From the Cradle to the Grave – [SUB][HUM][ANS]
After buying of those bumper punk compilations as a 13 year old for no money I was looking for more. Taunton’s Our Price offered up a cassette, which cost £3 and from the monochromatic cover was either going to be punk or metal so I took a punt.
Firing up the Walkman wondering what I’d bought blind was an experience. This wasn’t the Clash or the Stranglers but something altogether more potent. By the time the 16 minute title track was through I felt a bit shaken up, as in ‘What just happened’?
While a classic of the anarcho-punk genre the album has catchy riffs to burn, tunes, and in places a sort of towering gothic quality that really sets it apart. It really expanded my idea of what punk music could be. Cherry on the cake was finding the Subhumans were from the West Country too.
The Nuns – Wild
The first thing I heard from this San Fran/New York band was the complication 4 Nights in a Hotel Room, which I scored for a few quid in an Edinburgh Fopp. Combining the raw power of the early Californian scene with streetwise New York sass the band comes across like Blondie’s evil twin sister turned up to 11 with the band’s Jennifer Milo’s blonde hair and immaculate punk chic drawing obvious comparisons with Debbie Harry.
The compilation offered up songs referencing political concerns, S&M, and grindhouse-style insights into the sleazy underbelly of American street life, often all at the same time. Kiss Me, Killer covers the band’s Do you want me on my knees?
Alynwick and Tyne – Blyth Power
Blyth Power make fellow 90s folk punkers The Levellers look like Foster and Allen. I happened across the band due to learning of singer/drummer Joseph Porter’s connections to Zounds and The Mob so soon started exploring the back catalogue. Porter’s poetical lyrics were full of historical allusions and they even had a song about Castle Cary, which was just up the road. While much of the Blyth Power albums were a quite poorly recorded, the album Alynwick and Tyne combined stellar songs with a more polished production.
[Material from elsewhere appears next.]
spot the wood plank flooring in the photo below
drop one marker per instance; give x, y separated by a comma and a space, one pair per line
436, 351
Lord of the Isles, Under a Sea Wind, Alnwick and Tyne and Right Hand Man are standout tracks while the album contains that best song ever written about the world’s greatest sport, Better to Bat. Howzat 10cc?
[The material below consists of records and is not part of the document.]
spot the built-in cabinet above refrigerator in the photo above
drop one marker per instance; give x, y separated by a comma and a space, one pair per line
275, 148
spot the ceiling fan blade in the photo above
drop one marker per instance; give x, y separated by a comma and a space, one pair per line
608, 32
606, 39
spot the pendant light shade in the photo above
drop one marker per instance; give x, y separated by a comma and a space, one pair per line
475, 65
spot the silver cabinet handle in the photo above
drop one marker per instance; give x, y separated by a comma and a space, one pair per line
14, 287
The Blyth Power lineup on the album featured a young Jamie Hince, who went on to form hipster duo The Kills and marry Kate Moss. So there you go, kids, if you want to be urban, sophisticated and marry a supermodel it doesn’t hurt to play a bit of anarcho-punk. They are divorced now, though.
Leatherface – Springtime
Leatherface were one of the few punk bands to emerge during my youth that remain firm favorites. The rough-hewn Tynesiders served up Frankie Stubbs’s gravelly vocals, ferociously played Gordon Smith guitars, and distorted Marshall amps yet the band somehow managed at times to sound strikingly beautiful. While not a massive commercial success, the album Mush, from which Springtime is taken, managed to partially cross over into the mainstream, its fuzzy melodies appealing to fans of 90s alternative rock and a huge influence on much bigger bands and appeared on various Best of… lists in the music press.
Zounds – True Love
The classic Curse of Zounds is rightly considered a landmark of anarcho-punk but it’s actually full of slightly gothic storming pop tunes. One of my favorite of these is the emotional angst of True Love.
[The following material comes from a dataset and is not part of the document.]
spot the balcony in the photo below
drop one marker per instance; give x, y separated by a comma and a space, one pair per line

Death – Politicians in my eyes
Death is a band that’s come to be seen as a real progenitor of punk rock in recent years. Hailing from Detroit, Michigan in the 70s by brothers Bobby (bass, vocals), David (guitar), and Dannis (drums) Hackney the band moved a psychedelic funk sound towards a stripped down early punk vibe. Think The Meters go punk and you’re about there. 1974 album …For the Whole World is now rightly seen as a classic, Politicians in my Eyes a standout.
Alice Donut – American Lips
When I was a teen I’d listen to pretty much anything put out by Alternative Tentacles and one of these bands was Alice Donut. My favourite track of theirs is American Lips, which is a sort of punky reimagining of something like REM’s End of the World as We Know it or Billy Joel’s We Didn’t Start the Fire. It pretty much sums up contemporary America in a nutshell.
The Pagans – What’s This Shit Called Love?
At some point I started to branch off from the Dead Kennedys and began binging on as much early US punk as I could get my ears on. One band I discovered were from Cleveland, Ohio and called the Pagans. This is my favourite song of theirs – features a guitar so scuzzed-up it barely sounds like a guitar anymore. Pure punk.
CRASS – Big A, Little A
Another ‘hairs on the back of your neck’ song when you first hear it in your mispent yoof. Big A Little A is a brutal assault on against government, the royals and then still powerful religion. It’s a song where every lyric hits home perfectly. There’s there’s a real catchiness to it too, something which CRASS sometimes lacked.